Também existem – mas em número reduzido – escolas radicais, entre as quais a Al-Mukmin, em Ngruki, na região de Solo. Foi ali que estudaram o irrequieto imame Abu Bakar Bachir, chefe do Jamaat-i-Islami (partido prosélito), e seus companheiros jihadistas. Ele agora está preso. Expressando-se em seu próprio nome, o diretor do estabelecimento, Ustad Wahyuddin, não esconde seus objetivos: “Todo muçulmano aspira a um Estado islâmico. Nós queremos lutar pela charia, não podemos ficar esperando de braços cruzados. Este pesantren é o meio para propagar os novos valores da lei corânica. Se um ou dois dos nossos estudantes se tornaram radicais, foi porque eles viajaram ao Afeganistão ou ao Paquistão, onde se envolveram com a política”.
Acusado de ter financiado um campo terrorista em Aceh, Bachir foi preso em 9 de agosto de 2010, pela terceira vez desde os atentados de Bali.
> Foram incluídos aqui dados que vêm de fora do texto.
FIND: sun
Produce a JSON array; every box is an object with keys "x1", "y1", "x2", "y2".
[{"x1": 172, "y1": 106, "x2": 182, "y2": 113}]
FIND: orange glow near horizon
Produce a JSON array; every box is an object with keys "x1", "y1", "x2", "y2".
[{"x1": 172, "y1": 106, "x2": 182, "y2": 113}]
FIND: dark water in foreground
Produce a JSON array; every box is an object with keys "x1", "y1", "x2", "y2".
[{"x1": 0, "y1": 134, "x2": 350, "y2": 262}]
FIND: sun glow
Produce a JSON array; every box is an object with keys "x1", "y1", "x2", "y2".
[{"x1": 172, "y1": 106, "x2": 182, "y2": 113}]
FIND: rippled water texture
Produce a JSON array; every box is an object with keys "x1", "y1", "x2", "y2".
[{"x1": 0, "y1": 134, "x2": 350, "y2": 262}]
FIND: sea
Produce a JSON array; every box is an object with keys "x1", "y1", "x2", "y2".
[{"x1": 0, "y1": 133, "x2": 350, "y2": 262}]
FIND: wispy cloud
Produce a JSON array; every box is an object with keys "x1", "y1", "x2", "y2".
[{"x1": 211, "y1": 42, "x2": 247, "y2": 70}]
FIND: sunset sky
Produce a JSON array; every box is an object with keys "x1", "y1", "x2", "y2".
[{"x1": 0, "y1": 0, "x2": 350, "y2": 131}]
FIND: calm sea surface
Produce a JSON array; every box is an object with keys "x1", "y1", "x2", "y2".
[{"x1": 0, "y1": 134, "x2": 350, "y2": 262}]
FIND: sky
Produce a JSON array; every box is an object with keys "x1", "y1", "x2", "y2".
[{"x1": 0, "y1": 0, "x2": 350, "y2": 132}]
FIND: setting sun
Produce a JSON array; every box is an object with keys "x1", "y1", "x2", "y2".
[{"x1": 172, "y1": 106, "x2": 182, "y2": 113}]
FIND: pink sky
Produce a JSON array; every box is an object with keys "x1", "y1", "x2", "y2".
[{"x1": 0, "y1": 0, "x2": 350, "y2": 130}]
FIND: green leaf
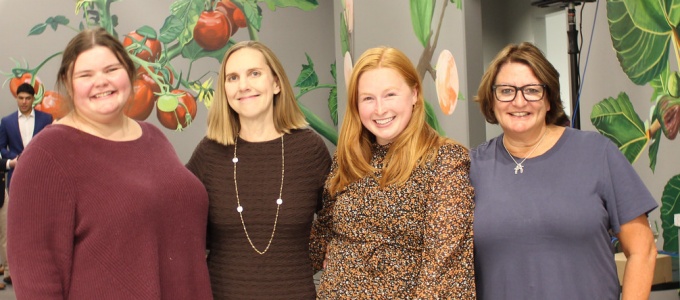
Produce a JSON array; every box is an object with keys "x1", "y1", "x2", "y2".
[
  {"x1": 295, "y1": 53, "x2": 319, "y2": 90},
  {"x1": 298, "y1": 101, "x2": 338, "y2": 145},
  {"x1": 660, "y1": 174, "x2": 680, "y2": 252},
  {"x1": 340, "y1": 13, "x2": 349, "y2": 53},
  {"x1": 182, "y1": 40, "x2": 234, "y2": 62},
  {"x1": 328, "y1": 86, "x2": 338, "y2": 126},
  {"x1": 649, "y1": 64, "x2": 670, "y2": 103},
  {"x1": 158, "y1": 15, "x2": 184, "y2": 44},
  {"x1": 28, "y1": 23, "x2": 47, "y2": 36},
  {"x1": 425, "y1": 100, "x2": 446, "y2": 136},
  {"x1": 111, "y1": 15, "x2": 118, "y2": 31},
  {"x1": 590, "y1": 92, "x2": 648, "y2": 163},
  {"x1": 410, "y1": 0, "x2": 434, "y2": 47},
  {"x1": 649, "y1": 125, "x2": 663, "y2": 172},
  {"x1": 236, "y1": 0, "x2": 262, "y2": 31},
  {"x1": 170, "y1": 0, "x2": 205, "y2": 47},
  {"x1": 331, "y1": 62, "x2": 338, "y2": 84},
  {"x1": 54, "y1": 15, "x2": 71, "y2": 25},
  {"x1": 607, "y1": 0, "x2": 680, "y2": 85},
  {"x1": 264, "y1": 0, "x2": 319, "y2": 11},
  {"x1": 328, "y1": 62, "x2": 338, "y2": 126}
]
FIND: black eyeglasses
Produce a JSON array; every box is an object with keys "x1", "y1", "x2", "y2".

Nessa mesma operação, as autoridades descobriram outra rede, dirigida por Dulmatin, um dos terroristas mais procurados da região e o principal suspeito no caso dos atentados de Bali. Ele foi morto pela polícia, assim como sete dos seus companheiros. Em 2009, ela havia atirado também em Noordin Top, um súdito malásio considerado como o cérebro dos atentados perpetrados em Jacarta, em 2003, 2004 e 2009, e em Bali, em 2005.
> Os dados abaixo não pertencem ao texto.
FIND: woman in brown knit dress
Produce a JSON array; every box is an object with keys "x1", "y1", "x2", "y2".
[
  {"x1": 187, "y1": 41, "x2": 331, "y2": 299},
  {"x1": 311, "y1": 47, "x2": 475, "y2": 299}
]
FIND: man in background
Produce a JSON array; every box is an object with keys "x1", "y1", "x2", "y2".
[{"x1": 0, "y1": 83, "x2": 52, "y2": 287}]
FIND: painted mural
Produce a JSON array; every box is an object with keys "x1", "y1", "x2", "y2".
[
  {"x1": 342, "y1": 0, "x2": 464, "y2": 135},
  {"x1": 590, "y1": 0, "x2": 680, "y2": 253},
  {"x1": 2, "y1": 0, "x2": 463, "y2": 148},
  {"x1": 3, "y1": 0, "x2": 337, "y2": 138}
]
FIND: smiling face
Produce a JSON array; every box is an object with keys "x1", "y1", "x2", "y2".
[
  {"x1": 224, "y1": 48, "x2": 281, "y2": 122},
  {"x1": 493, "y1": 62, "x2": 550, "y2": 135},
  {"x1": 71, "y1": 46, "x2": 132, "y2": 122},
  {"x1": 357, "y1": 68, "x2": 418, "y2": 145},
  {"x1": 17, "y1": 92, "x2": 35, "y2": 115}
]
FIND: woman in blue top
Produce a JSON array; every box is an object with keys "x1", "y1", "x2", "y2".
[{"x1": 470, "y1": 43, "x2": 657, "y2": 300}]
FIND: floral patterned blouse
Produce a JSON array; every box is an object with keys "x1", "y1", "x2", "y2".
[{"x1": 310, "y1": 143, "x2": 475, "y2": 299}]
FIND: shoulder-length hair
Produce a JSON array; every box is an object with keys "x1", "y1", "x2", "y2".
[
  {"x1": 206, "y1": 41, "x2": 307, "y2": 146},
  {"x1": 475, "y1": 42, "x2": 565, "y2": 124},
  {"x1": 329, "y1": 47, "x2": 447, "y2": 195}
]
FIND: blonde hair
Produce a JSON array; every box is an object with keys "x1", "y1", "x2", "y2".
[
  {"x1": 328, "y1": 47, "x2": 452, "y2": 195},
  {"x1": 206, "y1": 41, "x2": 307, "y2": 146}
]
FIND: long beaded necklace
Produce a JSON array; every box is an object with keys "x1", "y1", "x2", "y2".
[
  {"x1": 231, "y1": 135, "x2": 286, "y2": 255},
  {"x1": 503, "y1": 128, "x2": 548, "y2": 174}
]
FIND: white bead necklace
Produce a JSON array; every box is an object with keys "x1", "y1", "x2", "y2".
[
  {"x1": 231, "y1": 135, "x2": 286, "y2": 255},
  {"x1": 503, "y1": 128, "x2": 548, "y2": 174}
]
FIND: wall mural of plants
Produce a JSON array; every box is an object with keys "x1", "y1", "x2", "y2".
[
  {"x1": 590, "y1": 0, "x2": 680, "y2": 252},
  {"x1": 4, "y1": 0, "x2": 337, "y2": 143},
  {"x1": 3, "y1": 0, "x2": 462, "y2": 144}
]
Fortalecido pelos sucessos obtidos, o governo já está próximo de concluir que as atividades terroristas entraram em declínio. O analista Sydney Jones, do International Crisis Group, comenta que “cisões sucessivas enfraqueceram os grupos militantes compostos por elementos locais – entre os quais, os membros da frente de defesa do islã (FPI) –, ideólogos e terroristas organizados em rede entre a Indonésia, a Malásia e as Filipinas. Na Indonésia, o emprego da violência apresenta o risco de fazer Bachir perder a simpatia que o seu movimento contra a democracia, o Jama’h Ansharut Tauhid (JAT), inspirava parte da população5”.
Ameaça
Embora a ameaça jihadista não pareça estar totalmente afastada, a diminuição da sua intensidade foi recebida como um alívio pela maioria das organizações muçulmanas. Mas, a exemplo de um bom número de membros da Muhammadiyah, Abdul Muti diz-se preocupado: “Alguns dos culpados visitavam-nos em nossa casa; além disso, os radicais sempre podem se infiltrar, pois nós estamos abertos e, portanto, vulneráveis”.
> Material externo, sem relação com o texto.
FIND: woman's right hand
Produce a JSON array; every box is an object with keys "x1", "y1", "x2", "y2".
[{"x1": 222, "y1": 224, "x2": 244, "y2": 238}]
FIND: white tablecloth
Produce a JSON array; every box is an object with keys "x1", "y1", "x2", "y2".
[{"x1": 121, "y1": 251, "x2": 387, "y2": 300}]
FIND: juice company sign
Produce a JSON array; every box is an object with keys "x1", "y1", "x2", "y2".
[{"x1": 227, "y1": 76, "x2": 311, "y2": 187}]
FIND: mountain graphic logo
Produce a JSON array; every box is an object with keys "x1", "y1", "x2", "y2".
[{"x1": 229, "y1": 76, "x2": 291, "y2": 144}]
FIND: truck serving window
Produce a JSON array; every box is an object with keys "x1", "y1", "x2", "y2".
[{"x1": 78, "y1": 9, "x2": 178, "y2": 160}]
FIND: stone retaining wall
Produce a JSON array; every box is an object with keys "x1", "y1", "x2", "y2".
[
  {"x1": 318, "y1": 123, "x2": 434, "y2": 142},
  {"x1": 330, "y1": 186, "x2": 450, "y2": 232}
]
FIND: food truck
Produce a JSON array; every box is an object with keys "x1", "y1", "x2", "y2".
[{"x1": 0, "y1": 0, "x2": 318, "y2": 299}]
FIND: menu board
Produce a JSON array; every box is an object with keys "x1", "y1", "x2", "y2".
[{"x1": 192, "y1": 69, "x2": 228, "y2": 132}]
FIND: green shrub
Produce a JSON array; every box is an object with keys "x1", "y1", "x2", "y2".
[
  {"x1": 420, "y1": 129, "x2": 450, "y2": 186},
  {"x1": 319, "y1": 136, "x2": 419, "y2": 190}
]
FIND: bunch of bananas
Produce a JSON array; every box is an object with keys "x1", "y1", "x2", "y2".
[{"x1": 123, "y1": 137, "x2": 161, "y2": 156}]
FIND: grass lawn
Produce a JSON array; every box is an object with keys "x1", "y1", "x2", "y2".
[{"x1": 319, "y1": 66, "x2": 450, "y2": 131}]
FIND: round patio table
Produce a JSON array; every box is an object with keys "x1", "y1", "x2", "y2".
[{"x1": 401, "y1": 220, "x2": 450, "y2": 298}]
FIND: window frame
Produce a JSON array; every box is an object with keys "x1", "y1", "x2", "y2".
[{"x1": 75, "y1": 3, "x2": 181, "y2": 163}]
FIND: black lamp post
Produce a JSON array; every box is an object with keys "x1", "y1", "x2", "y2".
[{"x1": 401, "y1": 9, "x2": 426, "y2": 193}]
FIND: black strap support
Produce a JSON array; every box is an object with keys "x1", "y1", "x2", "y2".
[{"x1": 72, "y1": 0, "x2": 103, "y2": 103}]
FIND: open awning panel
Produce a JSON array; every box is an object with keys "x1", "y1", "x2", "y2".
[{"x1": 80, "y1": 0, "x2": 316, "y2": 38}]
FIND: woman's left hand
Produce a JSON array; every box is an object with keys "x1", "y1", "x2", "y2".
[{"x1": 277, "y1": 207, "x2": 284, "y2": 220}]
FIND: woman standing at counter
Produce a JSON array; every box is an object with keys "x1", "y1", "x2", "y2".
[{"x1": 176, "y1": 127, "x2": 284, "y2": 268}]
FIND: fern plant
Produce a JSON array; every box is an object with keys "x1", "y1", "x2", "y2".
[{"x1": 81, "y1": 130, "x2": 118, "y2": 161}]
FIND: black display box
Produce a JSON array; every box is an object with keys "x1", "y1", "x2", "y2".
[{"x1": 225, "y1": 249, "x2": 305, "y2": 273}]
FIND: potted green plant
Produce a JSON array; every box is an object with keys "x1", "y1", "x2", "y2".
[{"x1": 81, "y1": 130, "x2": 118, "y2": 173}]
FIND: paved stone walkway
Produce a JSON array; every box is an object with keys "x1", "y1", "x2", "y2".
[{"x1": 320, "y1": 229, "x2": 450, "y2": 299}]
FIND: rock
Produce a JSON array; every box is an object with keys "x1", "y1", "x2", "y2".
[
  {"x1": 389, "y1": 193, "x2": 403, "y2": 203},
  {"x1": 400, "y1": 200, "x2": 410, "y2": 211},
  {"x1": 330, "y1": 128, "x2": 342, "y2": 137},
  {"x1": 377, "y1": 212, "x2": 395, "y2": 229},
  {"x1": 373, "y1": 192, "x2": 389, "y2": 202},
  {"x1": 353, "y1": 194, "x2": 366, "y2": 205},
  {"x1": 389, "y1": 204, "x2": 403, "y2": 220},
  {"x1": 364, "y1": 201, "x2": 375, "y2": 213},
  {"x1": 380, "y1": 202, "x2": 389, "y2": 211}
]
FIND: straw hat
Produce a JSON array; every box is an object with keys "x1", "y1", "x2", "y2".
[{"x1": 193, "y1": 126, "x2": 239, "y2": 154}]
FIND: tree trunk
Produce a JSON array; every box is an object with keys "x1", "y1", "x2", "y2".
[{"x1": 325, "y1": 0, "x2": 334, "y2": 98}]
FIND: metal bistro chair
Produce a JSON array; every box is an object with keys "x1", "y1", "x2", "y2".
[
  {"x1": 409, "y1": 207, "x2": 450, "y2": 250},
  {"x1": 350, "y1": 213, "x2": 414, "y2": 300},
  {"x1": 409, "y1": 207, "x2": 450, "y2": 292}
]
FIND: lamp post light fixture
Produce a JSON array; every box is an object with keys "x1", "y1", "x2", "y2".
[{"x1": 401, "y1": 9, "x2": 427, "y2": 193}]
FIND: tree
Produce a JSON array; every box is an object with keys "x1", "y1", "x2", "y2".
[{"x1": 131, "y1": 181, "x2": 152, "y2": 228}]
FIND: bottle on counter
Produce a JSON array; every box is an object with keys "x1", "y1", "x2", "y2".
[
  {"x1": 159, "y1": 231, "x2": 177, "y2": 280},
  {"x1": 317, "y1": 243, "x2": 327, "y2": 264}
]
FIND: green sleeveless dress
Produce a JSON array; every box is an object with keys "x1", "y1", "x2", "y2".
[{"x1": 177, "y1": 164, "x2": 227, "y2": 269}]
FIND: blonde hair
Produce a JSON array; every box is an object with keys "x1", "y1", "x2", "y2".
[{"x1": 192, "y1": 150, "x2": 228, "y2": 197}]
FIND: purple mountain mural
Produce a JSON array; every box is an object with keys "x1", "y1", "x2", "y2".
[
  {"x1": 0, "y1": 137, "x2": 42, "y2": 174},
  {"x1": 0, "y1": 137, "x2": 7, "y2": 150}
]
De fato, os grupos extremistas, entre os quais o FPI e o Laskar Jihad, seguem perpetrando atos de violência contra as minorias religiosas. Desde o começo do ano, foram registrados 28 ataques no Oeste de Java e na região de Jacarta. O mais recente, em 12 de setembro, quando cristãos foram alvejados em Bekasi. A seita dos Ahmadi, que alguns se recusam a considerar como muçulmana, foi até mesmo o alvo de uma fatwa pronunciada pelo Conselho do Culto Muçulmano em 9 de junho de 2008.
Paradoxalmente, foi o processo de democratização conduzido após a queda do regime de Suharto, em 1998, que abriu o caminho para fortes reivindicações questionando o papel do islã na vida política e econômica do país. Foi então que se destacaram duas novas entidades políticas: o Partido do Crescente e da Estrela (PBB) e o Partido para a Prosperidade e a Justiça (PKS). Diante do fracasso de diversas tentativas para introduzir a lei corânica no nível nacional, os partidos fundamentalistas precipitaram-se na brecha aberta em 2000 pela promulgação das leis de descentralização. A partir de então, eles redobraram seus esforços no quadro das coletividades territoriais com o objetivo de fazer aplicar a charia na escala municipal ou distrital. Valendo-se das regulamentações locais, eles conseguiram a aprovação de um código jurídico corânico (perda charia) em 50 localidades das 500 que o país comporta6.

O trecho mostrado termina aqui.